←back to thread

137 points bradt | 3 comments | | HN request time: 0.521s | source
Show context
neehao ◴[] No.45087333[source]
As Tyler Cowen says, solve for the equilibrium.

"Many widely used machine-learning models rely on copyrighted data. For instance, Google finds the most relevant web pages for a search term by relying on a machine learning model trained on copyrighted web data. But the use of copyrighted data by machine learning models that generate content (or give answers to search queries than link to sites with the answers) poses new (reasonable) questions about fair use. By not sharing the proceeds, such systems also kill the incentives to produce original content on which they rely. For instance, if we don’t incentivize content producers, e.g., people who respond to Stack Overflow questions, the ability of these models to answer questions in new areas is likely to be lower. The concern about fair use can be addressed by training on data from content producers who have opted to share their data. The second problem is more challenging. How do you build a system that shares proceeds with content producers?"

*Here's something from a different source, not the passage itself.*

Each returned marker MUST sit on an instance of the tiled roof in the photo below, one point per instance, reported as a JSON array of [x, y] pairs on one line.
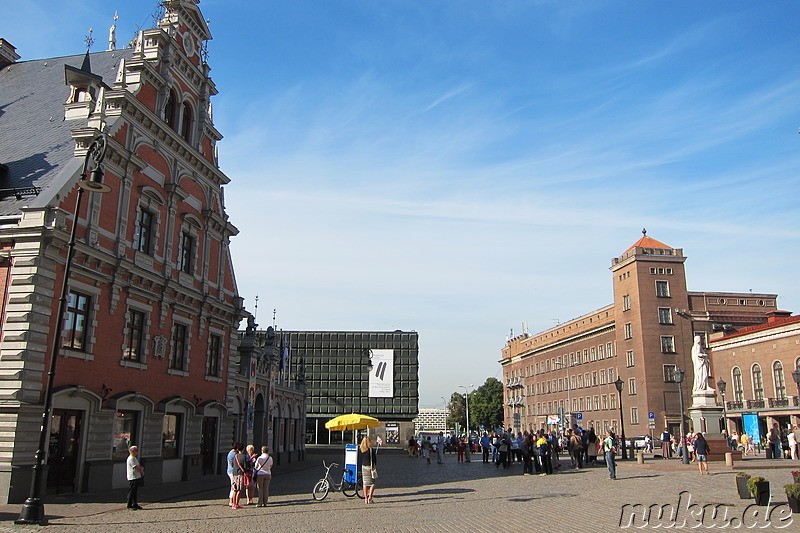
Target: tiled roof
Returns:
[[35, 143], [648, 242]]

https://www.gojiberries.io/generative-ai-and-the-market-for-...

replies(2): >>45087359 #>>45087576 #
1. observationist ◴[] No.45087359[source]
Content producers that publish their "content" to the public web aren't entitled to dictate what's done with that material.

There's a simple solution. People that publish things can put up a paywall and people can pay what the content is worth.

The thing that AI endangers is not valuable content, it's the SEO clickbait cashcow, and as far as I'm concerned, the faster AI kills that off, the better.

That monetization model is corrupt as hell, produces all sorts of perverse incentives, and is the epitome of the enshittification of the web.

Burn, baby, burn.

replies(2): >>45087433 #>>45087434 #
2. bgwalter ◴[] No.45087433[source]
Of course they are entitled. They have the copyright, so you cannot reproduce it anywhere by default and the "fair" use issue is not settled.

Valuable content is endangered because writers feel demotivated it their material is just stolen by overfunded big corporations.

Paywalls only work for known publications and not for someone who writes the perfect tutorial on how to solve boot issues in Debian. Why would anyone write that if it's just stolen and monetized without attribution?

3. _Algernon_ ◴[] No.45087434[source]
Publishing publicly doesn't surrender copyright…